Background

RNA structure hierarchy consists of primary, secondary and tertiary levels [1]. Primary structure is given as the sequence of four nucleotides A, U, G and C that are, within one chain, connected through a phospohodiester bond. Secondary structure is defined by base-pairing patterns and consists of canonically base-paired helices (called stems) combined with various types of non-paired regions (called loops). Secondary structure elements can be predicted from the sequence by a variety of computational approaches [25]. The overall 3D structure of an RNA molecule is known as a tertiary structure and is formed by long-range interactions between distant loops stabilized by canonical and noncanonical base-pairs, base stacking, cations or weak interactions [6, 7].

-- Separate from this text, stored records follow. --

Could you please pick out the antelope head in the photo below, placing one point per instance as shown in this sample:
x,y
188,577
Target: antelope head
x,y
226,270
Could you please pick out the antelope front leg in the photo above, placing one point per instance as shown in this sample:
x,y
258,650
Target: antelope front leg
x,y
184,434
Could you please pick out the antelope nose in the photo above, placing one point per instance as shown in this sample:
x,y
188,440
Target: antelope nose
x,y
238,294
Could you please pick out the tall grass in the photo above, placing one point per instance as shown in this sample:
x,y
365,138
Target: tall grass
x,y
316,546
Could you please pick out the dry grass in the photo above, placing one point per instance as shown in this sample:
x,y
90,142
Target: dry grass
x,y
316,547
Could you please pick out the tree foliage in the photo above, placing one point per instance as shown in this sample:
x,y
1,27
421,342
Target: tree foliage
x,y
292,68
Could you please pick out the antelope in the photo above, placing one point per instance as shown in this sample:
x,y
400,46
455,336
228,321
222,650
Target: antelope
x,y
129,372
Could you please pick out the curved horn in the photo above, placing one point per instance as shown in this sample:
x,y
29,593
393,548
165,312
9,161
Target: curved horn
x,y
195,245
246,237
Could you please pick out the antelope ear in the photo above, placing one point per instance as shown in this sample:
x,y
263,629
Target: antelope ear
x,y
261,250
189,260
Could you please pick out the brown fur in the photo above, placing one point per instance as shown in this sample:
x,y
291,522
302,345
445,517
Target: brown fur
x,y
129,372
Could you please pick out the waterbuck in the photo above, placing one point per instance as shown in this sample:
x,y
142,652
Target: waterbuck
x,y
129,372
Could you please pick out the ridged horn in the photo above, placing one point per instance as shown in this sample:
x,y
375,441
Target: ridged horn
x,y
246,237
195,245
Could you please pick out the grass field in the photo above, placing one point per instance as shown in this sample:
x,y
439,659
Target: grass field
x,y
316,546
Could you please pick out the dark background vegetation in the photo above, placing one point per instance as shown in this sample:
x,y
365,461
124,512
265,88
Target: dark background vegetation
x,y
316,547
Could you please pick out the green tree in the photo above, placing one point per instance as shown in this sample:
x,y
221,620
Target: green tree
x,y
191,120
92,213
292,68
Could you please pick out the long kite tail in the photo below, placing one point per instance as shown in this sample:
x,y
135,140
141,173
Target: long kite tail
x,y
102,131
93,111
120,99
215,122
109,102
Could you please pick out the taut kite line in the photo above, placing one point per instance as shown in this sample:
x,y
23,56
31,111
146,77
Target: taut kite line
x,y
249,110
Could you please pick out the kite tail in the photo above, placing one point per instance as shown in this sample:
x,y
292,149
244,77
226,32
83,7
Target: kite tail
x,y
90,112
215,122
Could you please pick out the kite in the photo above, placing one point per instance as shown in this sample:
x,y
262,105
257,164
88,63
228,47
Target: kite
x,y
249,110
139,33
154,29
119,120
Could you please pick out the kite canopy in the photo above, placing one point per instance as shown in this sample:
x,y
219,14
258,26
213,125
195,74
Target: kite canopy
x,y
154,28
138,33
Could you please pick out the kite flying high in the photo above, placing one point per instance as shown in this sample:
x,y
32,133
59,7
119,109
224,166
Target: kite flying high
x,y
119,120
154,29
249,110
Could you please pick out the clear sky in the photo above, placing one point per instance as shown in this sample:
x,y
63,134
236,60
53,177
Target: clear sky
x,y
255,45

The role of RNA is largely determined by its tertiary structure and the comparison of 3D RNA structures is, thus, an effective tool for studying RNA function and evolutionary relationships. Several methods and servers for pairwise RNA structure comparison and alignment exist, including ARTS [8, 9], DIAL [10], iPARTS [11], SARA [12, 13], SARSA [14], Rclick [15, 16], R3Dalign [17, 18], RASS [19], FRASS [20], SETTER [21, 22] or R3D-BLAST [23]. The extension of a pairwise alignment to the simultaneous alignment of several structures is called a multiple structure alignment. While in a pairwise structure alignment biological relationships are inferred from structure similarity, with a multiple alignment we already know that structures are biologically related and we are looking for key features preserved by evolution that are difficult to identify by a pairwise alignment.

Because of the fast evolutionary divergence of RNA molecules [24, 25] that makes it difficult to produce structurally informative sequence alignments, multiple RNA structure alignment methods represent an important tool for functional annotation and evolutionary reconstruction of non-coding RNA. However, though structural information was employed in the SARA-Coffee package to derive more informative multiple sequence alignment models [26], we are not aware of any algorithm for a direct multiple RNA structure alignment. Thus, we have developed a multiple RNA structure alignment algorithm MultiSETTER [27]. MultiSETTER uses, similarly to the multiple sequence alignment algorithm Clustal [28], a guide tree which is constructed from all-against-all pairwise comparisons produced by SETTER [21]. The guide tree is then used to progressively align RNA molecules beginning with the most closely related RNAs. The advantages of the multiple structure alignment over the multiple sequence alignment are several. Multiple structure alignment can detect motifs not conserved at the sequence level. In addition, multiple structure alignments can be easily inspected visually and to detect common motifs they, thus, do not require so much molecules as multiple sequence alignments.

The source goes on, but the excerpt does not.